Titulada "De supermamá a mamá a secas", el escrito generó decenas de respuestas vía electrónica y llamadas solidarias. En resumidas cuentas, la columna abogaba para que las mamás dejaran a un lado la competencia y el corre-corre del mundo actual para vivir una vida más relax.
Debo confesar que después de escrita, pensé en no publicarla. Siempre me da miedito cuando me da por ser más personal en los escritos. Hasta dos días antes estuve dudando si pedirle a mi editora que la sacara; de hechoa, llegué a hacer una columna de backup . Al final, me tiré al agua.
Quisiera compartir algunos de los muchos comentarios que me hicieron los lectores sobre el tema:
".tus palabras son muy acertadas en estos momentos en que vivimos una vida de competencia y corre-corre; donde tomamos muchas decisiones de nuestros hijos por el qué dirán o porque todos lo hacen. No vemos que hay cosas mucho más importantes como compartir tiempo de calidad con ellos.".
"En cuanto a mi desarrollo profesional, igual que tú decidí rechazar varias ofertas que, de haberlas aceptado, hoy me darían muchos más ingresos y prestigio. Pero es que estaba clara, clarísima en que quería ser una madre de verdad, de las que tienen tiempo y disfrutan de llevar a sus hijos al parque y disfrutar juntos un raspao rojo". "Este asunto del desarrollo profesional ha sido el único aspecto en que en ocasiones me ha hecho dudar si realmente valió la pena... Pero siempre pasa la duda, y termino concluyendo en que sí valió la pena".
De una madre cuyos hijos están actualmente en la universidad: "Creo sinceramente que estaríamos mejor si dedicáramos a los hijos más atención de calidad que de cantidad; si no los 'rellenáramos' de tanta cosa material dizque para estar dentro del status quo ; si interactuáramos con ellos, demostrándoles lo mucho que se les ama; si les ayudáramos a descubrir el mundo en que viven, y asombrarse ante una torrencial lluvia, ante un árbol, ante una flor, ante una pintura; si les enseñáramos a ser solidarios con los menos afortunados".
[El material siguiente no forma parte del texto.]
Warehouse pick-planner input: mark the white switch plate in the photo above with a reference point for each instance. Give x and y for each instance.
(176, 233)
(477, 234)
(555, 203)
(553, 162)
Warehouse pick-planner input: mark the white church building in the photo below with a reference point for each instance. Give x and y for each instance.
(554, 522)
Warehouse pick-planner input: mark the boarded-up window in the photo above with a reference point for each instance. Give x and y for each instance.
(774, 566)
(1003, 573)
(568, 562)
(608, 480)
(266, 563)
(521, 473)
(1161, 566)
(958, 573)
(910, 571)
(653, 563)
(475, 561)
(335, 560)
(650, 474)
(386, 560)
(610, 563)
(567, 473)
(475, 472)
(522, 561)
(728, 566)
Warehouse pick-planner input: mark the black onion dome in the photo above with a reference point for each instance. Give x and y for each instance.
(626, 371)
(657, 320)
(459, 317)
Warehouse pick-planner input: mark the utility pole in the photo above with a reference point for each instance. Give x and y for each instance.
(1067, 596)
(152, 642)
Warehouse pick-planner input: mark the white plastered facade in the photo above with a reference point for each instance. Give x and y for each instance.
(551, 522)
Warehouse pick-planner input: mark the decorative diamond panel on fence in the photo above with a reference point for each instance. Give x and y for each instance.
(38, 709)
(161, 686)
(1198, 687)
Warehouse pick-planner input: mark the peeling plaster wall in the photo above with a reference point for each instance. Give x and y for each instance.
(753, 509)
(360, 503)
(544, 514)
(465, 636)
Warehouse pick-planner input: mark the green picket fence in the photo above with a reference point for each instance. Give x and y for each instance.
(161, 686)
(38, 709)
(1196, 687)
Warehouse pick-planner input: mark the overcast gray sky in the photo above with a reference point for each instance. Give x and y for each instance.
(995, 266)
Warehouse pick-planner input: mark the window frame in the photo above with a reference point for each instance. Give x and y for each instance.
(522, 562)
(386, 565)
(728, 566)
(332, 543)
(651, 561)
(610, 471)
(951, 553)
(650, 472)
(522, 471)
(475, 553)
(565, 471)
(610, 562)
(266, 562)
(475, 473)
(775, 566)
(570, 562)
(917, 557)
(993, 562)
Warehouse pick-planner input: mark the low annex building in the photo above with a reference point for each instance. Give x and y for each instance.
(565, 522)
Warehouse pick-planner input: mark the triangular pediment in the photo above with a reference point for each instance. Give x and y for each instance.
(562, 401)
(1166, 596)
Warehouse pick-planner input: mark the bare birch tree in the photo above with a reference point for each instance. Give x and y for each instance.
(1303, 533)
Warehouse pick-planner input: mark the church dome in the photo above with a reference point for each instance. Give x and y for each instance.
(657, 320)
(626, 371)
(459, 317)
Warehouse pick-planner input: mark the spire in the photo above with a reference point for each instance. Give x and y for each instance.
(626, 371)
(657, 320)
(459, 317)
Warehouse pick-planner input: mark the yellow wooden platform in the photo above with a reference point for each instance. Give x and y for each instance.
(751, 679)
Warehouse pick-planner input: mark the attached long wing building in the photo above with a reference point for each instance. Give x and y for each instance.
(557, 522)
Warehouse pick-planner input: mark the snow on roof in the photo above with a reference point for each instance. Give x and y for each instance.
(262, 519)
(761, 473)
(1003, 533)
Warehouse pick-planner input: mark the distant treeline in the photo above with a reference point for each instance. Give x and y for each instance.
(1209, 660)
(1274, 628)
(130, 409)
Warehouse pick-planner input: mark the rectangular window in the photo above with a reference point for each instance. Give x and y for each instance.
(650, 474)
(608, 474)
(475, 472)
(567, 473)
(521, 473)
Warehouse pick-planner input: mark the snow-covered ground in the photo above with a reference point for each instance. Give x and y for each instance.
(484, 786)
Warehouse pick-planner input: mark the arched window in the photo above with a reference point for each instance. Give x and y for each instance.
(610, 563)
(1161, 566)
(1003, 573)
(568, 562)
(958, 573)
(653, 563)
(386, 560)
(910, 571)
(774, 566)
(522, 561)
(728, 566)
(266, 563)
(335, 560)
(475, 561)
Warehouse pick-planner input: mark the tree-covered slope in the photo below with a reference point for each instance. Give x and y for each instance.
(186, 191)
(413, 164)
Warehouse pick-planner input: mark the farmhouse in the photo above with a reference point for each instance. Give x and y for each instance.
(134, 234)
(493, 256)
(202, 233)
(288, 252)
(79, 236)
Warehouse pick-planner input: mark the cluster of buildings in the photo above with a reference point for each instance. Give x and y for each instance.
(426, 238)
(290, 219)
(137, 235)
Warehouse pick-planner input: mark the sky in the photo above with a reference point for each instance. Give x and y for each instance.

"Disfruté el Edutips. ¡No me siento sola en la lucha! Aún así, siempre tengo ese sentimiento de que no soy tan buena mamá como debería. En fin, es cuestión de aprender a vivir con ello. Supongo. Y sí... mis hijos tampoco van a clases particulares por las mismas razones que los tuyos, y porque mi hijo se fabrica casas para sus dinosaurios y superhéroes con sus sábanas, almohadas y bloques. Y, como me enseñó mi abuela, imaginamos historias con las nubes. ¡Arriba la descomplicación!".
"Sí paga ser 'mamá a secas', sin querer ser la mejor, la más chévere, la más moderna ni la más intelectual. Siento que la clave es ser natural, ser espontánea, aunque sin dejar de planificar ciertas cosas; regirte por el sentido común y no tanto por los libros y tendencias, y estar relajada para poder disfrutar de las maravillas que nos dan los hijos día a día e incluso de las preocupaciones que nos causan".
Para terminar, algunas ideas finales sobre el tema:
Creo que todas las mamás vivimos con la idea de que "nos falta para serlo". La idea de la columna pasada era ayudarnos a bajar las revoluciones y no exigirnos tanto. Eso sí, también quiero dejar claro que el rol de madres nos obliga a todas a dedicar tiempo a nuestros hijos.
Me causa gracia cuando leo entrevistas a celebridades panameñas y dicen que hacen ejercicio, trabajan múltiples horas, dan clases en la universidad, y hacen... hacen... hacen. Francamente encuentro imposible que, con un tren de vida así, no sufra alguien en la dinámica familiar.
Tenemos que aprender a disfrutar más la vida sencilla. Y ojo que simple no significa "privada de". En ningún momento estoy aconsejando que las familias dejen de salir, de comprar, de planificar. ¡El asunto es hacerlo con mesura y no exagerar! Mantenga en mente que lo único que nos piden nuestros hijos (igual que hace 10, 20, 30, 40 años atrás) es atención, amor, dejarlos ser niños y cubrir sus necesidades básicas. El resto es realmente secundario.